Families of victims of a hotel fire that killed 78 people in the northwestern resort of Kartalkaya have appealed to Turkey’s Council of State to overturn the Culture and Tourism Ministry’s refusal to authorize investigations into 12 senior officials.
The officials include Deputy Minister Nadir Alpaslan and Investment and Enterprises Director General Neşe Çıldık.
The Grand Kartal Hotel, a 12-story ski resort in Bolu province’s Kartalkaya mountain area, caught fire shortly after midnight on January 21, killing 78 people, including 36 children, and injuring 133. Entire families perished in the blaze, which has become a symbol of what critics call Turkey’s systemic failures in building safety, inspections and political accountability.
Families take appeal to top administrative court
The appeal was filed with the Council of State’s First Chamber by attorney Onur Fırat Kaynun on behalf of victims’ families. Under Turkey’s Law No. 4483, prosecutors cannot investigate civil servants without an “investigation permission” from their ministry. Refusals can be challenged before the Council of State.
The ministry has so far allowed investigations into only three officials — acting Controllers Board chair Levent Kırcan and inspectors Barış Başayvaz and Abdülkadir Eren, who most recently examined the hotel. But permission was denied for 12 higher-ranking names, including Deputy Minister Alpaslan and Director General Çıldık.
The families’ filing argues that the ministry is both empowered and obliged to inspect licensed hotels at least once a year, even without a complaint. It says ministerial orders kept the Grand Kartal Hotel outside routine checks after 2018 and calls on the ministry to disclose how many proactive inspections took place since then.
The appeal cites internal memoranda from September 2024 suggesting that senior managers pressured subordinates to ignore circulars, alter inspection reports and conceal safety risks. It claims that responsibility does not end with the Controllers Board but extends to the director general and deputy minister who oversaw the unit.
The families also ask whether the hotel’s original municipal fire clearance remained valid under current licensing rules, whether ministry staff warned provincial authorities if they detected lapses and why no internal probe was opened into staff flagged in the ministry’s own Inspection Board report.
Trial continues in Bolu
The appeal comes amid the ongoing criminal case in Bolu, where 32 defendants — including hotel owner Halit Ergül, his relatives, managers, municipal officials and fire department staff — are on trial. Nineteen remain in jail during the trial.
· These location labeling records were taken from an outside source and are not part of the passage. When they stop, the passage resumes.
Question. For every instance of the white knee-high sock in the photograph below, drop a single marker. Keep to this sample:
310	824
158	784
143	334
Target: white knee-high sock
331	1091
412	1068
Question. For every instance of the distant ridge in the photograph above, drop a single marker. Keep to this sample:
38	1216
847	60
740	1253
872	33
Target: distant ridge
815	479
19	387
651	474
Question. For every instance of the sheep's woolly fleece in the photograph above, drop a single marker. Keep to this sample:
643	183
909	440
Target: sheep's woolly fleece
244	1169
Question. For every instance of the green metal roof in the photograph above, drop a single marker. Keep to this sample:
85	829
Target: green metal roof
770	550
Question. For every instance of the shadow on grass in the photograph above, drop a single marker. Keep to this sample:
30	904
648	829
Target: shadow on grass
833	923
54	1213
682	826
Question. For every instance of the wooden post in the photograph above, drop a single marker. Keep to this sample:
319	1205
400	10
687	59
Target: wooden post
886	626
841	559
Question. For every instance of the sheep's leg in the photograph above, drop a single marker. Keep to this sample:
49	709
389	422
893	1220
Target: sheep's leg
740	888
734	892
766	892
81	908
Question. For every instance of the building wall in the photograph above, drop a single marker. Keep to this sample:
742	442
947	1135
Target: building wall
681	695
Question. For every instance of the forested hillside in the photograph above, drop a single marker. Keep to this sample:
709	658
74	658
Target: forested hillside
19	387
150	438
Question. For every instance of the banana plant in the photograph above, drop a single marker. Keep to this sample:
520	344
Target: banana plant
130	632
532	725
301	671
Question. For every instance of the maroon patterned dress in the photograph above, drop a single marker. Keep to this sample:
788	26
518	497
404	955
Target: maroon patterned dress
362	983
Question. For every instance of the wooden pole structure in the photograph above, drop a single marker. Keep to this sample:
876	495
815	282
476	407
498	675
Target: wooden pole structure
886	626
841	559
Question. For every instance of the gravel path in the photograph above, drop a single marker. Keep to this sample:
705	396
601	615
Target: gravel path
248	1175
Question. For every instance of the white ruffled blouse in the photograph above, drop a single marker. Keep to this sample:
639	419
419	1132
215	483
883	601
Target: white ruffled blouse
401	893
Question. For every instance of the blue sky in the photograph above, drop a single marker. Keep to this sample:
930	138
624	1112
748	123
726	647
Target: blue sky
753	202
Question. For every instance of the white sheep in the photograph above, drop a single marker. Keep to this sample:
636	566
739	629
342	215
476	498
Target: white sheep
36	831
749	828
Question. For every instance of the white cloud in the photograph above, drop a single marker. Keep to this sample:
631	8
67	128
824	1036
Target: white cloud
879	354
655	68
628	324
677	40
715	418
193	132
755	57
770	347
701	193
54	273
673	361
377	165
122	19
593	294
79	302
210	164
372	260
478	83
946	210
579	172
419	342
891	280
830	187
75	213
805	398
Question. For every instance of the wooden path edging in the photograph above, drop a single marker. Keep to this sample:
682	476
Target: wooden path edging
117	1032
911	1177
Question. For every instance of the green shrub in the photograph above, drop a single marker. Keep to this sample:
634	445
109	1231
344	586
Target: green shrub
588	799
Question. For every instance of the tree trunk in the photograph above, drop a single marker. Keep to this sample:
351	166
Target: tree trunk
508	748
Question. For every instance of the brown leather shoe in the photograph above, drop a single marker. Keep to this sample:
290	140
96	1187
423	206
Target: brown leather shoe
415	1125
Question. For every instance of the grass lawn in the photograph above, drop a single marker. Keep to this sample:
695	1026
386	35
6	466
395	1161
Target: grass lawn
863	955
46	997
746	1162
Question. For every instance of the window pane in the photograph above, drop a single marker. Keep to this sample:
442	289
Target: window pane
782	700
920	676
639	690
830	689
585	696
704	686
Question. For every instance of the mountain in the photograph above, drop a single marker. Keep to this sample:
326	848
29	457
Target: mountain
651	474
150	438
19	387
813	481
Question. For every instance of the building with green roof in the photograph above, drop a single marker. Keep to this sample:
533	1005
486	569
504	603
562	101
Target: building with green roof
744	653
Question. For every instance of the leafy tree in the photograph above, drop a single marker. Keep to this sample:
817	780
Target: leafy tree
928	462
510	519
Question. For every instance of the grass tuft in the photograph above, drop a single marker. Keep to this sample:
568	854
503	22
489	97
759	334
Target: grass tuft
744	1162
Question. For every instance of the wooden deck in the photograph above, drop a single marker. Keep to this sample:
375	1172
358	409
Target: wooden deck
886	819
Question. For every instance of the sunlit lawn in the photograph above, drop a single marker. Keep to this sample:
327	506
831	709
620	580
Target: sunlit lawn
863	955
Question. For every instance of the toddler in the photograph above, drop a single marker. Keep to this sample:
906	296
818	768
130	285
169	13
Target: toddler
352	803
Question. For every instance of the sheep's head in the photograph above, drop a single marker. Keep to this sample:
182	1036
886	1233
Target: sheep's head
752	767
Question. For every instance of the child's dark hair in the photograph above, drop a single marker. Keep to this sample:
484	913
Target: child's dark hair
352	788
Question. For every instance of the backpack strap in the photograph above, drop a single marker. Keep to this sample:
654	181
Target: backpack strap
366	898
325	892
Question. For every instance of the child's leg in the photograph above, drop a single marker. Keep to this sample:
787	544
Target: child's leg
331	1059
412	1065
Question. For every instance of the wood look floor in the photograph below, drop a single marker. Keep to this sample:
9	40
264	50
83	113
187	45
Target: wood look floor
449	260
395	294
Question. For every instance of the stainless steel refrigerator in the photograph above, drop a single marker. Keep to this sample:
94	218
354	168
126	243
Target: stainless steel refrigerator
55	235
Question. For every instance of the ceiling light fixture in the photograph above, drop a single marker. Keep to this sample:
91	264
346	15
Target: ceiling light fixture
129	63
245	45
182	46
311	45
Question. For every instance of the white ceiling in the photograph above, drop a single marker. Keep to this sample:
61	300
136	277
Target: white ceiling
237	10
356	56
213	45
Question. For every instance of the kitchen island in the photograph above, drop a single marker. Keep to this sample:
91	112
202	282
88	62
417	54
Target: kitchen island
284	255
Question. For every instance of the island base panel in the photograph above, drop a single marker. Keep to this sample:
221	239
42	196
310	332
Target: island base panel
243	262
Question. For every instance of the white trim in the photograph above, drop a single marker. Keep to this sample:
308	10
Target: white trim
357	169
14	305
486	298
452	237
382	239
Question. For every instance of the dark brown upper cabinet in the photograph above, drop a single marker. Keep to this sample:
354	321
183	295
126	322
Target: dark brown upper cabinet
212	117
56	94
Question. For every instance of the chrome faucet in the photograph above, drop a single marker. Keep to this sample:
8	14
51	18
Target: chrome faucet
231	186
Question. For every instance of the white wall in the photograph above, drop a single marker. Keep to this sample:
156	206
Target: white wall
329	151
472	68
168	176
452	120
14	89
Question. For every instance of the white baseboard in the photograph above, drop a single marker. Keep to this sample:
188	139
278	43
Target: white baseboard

On July 17 the trial court rejected a motion to hear Culture and Tourism Minister Mehmet Nuri Ersoy as a witness and declined to bring charges against him, separating issues concerning other public officials into a distinct file. On the same day it ordered the arrest of firefighter İrfan Acar as well as fired kitchen worker Faysal Yaver under judicial supervision with a travel ban and extended house arrest for four defendants on trial without detention.
On September 15 the prosecutor submitted a 21-page final opinion, seeking harsh sentences. For seven defendants — including hotel owner Ergül and general manager Emir Aras — the prosecution demanded up to 1,950 years in prison on 78 counts of homicide, plus additional terms for injury and property damage.
The opinion also calls for up to 22-and-a-half years for 20 defendants on charges of “causing multiple deaths and injuries by negligence,” and two to 15 years for four others on homicide and injury. Acquittal was requested for kitchen worker Enver Öztürk.
The next hearing is scheduled for September 22.